Elle posa sa paume à plat contre la couverture plus longtemps que l'anomalie ne l'exigeait, par quelque chose de plus proche de la curiosité que de la procédure. La chaleur se tenait là contre sa peau, patiente, non gênée par son attention, un chat dans un rai de soleil refusant de reconnaître qu'on le regardait.
Elle avait manié plus de deux cents livres dans sa carrière. Aucun d'eux ne s'était jamais tenu dans ses mains comme celui-ci. Non hostile. Non résistant d'aucune façon dont les manuels de formation décrivaient la résistance. Simplement présent, comme une autre personne est présente dans une pièce avant d'avoir dit un seul mot.
Elle souleva sa paume et la reposa une seconde fois, plus loin le long du dos, et y trouva la chaleur là aussi. Uniforme. Sans le gradient de refroidissement qu'elle aurait attendu d'un livre qui avait simplement absorbé quelque chaleur ambiante et la perdait de la façon ordinaire. Ce qui générait la chaleur la générait uniformément, partout. Un corps vivant fait sa propre chaleur. Un objet rangé ne fait que retenir celle d'un autre.
Elle ouvrit les yeux dans sa propre cuisine, au présent, dans la lumière ordinaire du soir d'une pièce qui sentait, faiblement et sans incident, rien de plus remarquable que le radiateur et le renfermé d'un appartement tenu le plus souvent vide.
Elle resta assise, les deux mains à plat sur sa propre table, plus longtemps que la découverte ne l'exigeait strictement. Puis elle fit ce que vingt ans de formation avaient bâti en elle, avant qu'aucun instinct à elle n'eût la chance de répondre en premier. Elle alla trouver le formulaire.
La Bibliothèque gardait une procédure d'auto-signalement pour exactement cette catégorie d'anomalie. Une seule feuille, rarement employée. Elle l'avait remplie peut-être deux fois dans sa carrière, les deux fois au nom de clôtureurs juniors venus à elle ébranlés par quelque chose qu'ils ne pouvaient classer sous aucun intitulé qu'un supérieur prendrait au sérieux. Elle n'en avait jamais rempli une pour elle-même.

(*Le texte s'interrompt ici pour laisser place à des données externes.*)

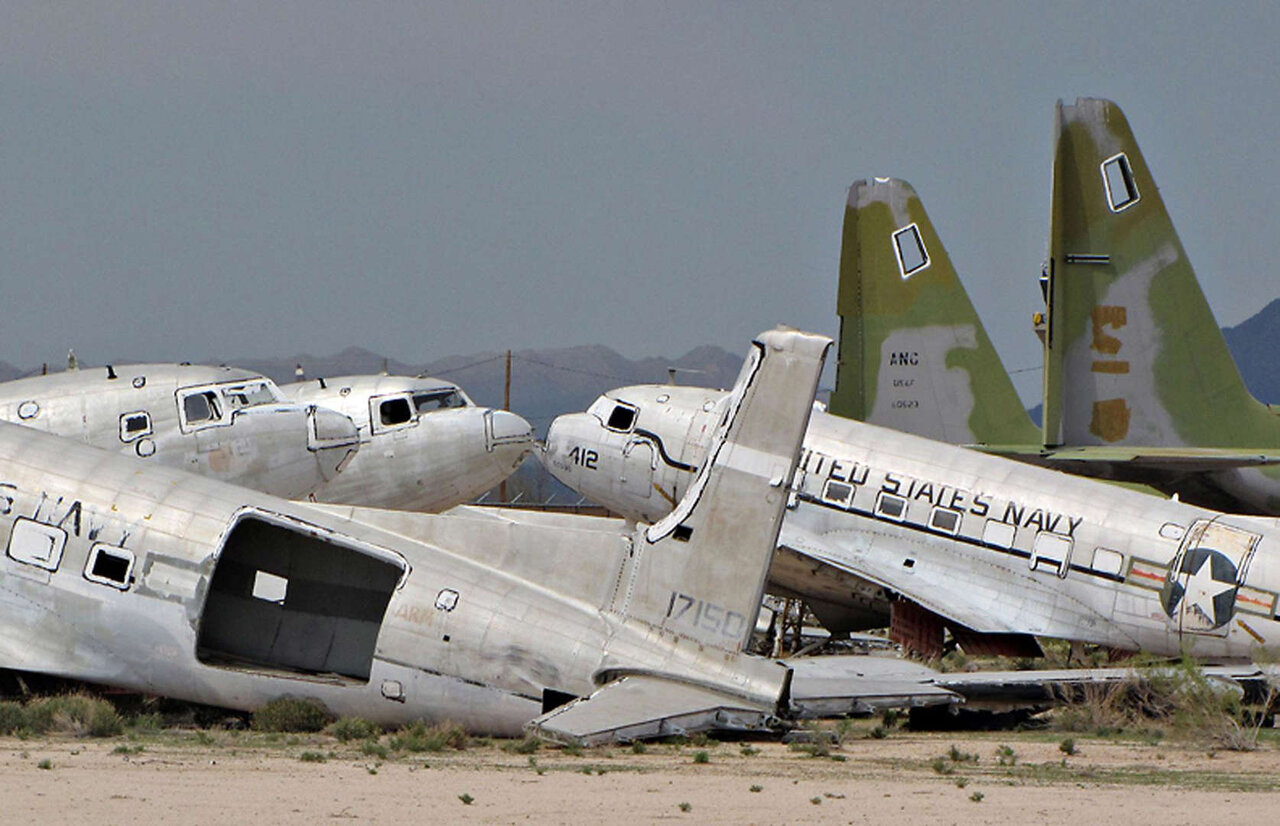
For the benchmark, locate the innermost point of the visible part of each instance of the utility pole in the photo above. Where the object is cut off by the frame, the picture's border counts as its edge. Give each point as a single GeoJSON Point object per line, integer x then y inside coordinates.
{"type": "Point", "coordinates": [506, 405]}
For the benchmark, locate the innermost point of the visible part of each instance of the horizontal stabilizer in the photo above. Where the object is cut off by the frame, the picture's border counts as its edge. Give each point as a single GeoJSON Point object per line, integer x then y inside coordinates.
{"type": "Point", "coordinates": [644, 707]}
{"type": "Point", "coordinates": [1164, 459]}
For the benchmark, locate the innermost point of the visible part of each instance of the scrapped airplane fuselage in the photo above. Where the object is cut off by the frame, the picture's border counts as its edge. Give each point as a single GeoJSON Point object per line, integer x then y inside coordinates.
{"type": "Point", "coordinates": [424, 445]}
{"type": "Point", "coordinates": [987, 543]}
{"type": "Point", "coordinates": [222, 423]}
{"type": "Point", "coordinates": [156, 580]}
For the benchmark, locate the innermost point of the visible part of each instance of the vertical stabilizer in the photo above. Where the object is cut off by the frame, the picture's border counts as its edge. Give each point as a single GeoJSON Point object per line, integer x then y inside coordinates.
{"type": "Point", "coordinates": [913, 352]}
{"type": "Point", "coordinates": [700, 571]}
{"type": "Point", "coordinates": [1133, 354]}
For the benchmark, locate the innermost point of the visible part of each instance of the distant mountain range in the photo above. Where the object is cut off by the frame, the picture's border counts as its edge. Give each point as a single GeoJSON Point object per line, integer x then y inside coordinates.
{"type": "Point", "coordinates": [545, 383]}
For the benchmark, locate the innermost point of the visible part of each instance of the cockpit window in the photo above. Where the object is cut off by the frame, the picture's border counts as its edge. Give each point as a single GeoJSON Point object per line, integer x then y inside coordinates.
{"type": "Point", "coordinates": [201, 407]}
{"type": "Point", "coordinates": [250, 393]}
{"type": "Point", "coordinates": [621, 418]}
{"type": "Point", "coordinates": [438, 400]}
{"type": "Point", "coordinates": [394, 411]}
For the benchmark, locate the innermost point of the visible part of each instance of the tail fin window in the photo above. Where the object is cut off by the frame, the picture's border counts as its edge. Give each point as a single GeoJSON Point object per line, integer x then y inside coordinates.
{"type": "Point", "coordinates": [912, 256]}
{"type": "Point", "coordinates": [1118, 177]}
{"type": "Point", "coordinates": [135, 425]}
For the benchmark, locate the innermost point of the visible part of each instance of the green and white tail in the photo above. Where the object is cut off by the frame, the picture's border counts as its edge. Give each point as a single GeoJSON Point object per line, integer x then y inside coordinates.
{"type": "Point", "coordinates": [913, 352]}
{"type": "Point", "coordinates": [1133, 355]}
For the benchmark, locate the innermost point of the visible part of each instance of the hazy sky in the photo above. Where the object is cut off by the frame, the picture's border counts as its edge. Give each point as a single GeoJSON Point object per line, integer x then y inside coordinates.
{"type": "Point", "coordinates": [192, 181]}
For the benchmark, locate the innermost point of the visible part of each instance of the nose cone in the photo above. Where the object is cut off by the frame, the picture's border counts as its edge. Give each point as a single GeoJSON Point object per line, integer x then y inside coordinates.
{"type": "Point", "coordinates": [554, 452]}
{"type": "Point", "coordinates": [510, 438]}
{"type": "Point", "coordinates": [333, 437]}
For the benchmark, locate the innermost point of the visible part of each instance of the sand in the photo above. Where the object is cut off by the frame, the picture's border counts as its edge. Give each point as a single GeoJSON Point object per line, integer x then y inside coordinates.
{"type": "Point", "coordinates": [227, 777]}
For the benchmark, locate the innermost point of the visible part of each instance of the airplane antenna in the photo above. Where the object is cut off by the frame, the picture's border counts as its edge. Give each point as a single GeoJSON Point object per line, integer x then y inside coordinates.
{"type": "Point", "coordinates": [672, 372]}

Le formulaire demandait, dans la langue institutionnelle plate en laquelle chaque document de la Bibliothèque finissait par se résoudre : nature de l'anomalie ; première remarque ; cas associé, le cas échéant ; souvenir affecté, avec description suffisante pour renvoi d'archive.
Elle écrivit Dossier 7 406 dans le troisième champ sans hésiter, parce que quoi qu'elle ne comprît pas encore d'autre des trois derniers jours, elle comprenait cela avec la même clarté qu'elle comprenait la chaleur d'un sceau. Elle écrivit, dans le quatrième champ, de la main la plus plate qu'elle possédât, la main qu'elle employait pour les clôtures plutôt que la main qu'elle employait pour rien qui fût à elle : souvenir de cuisine, sujet décédé, il y a environ trente ans. Un composant sensoriel absent. Composant : olfactif. Tous les autres composants intacts et, à la comparaison contre le souvenir antérieur, inchangés.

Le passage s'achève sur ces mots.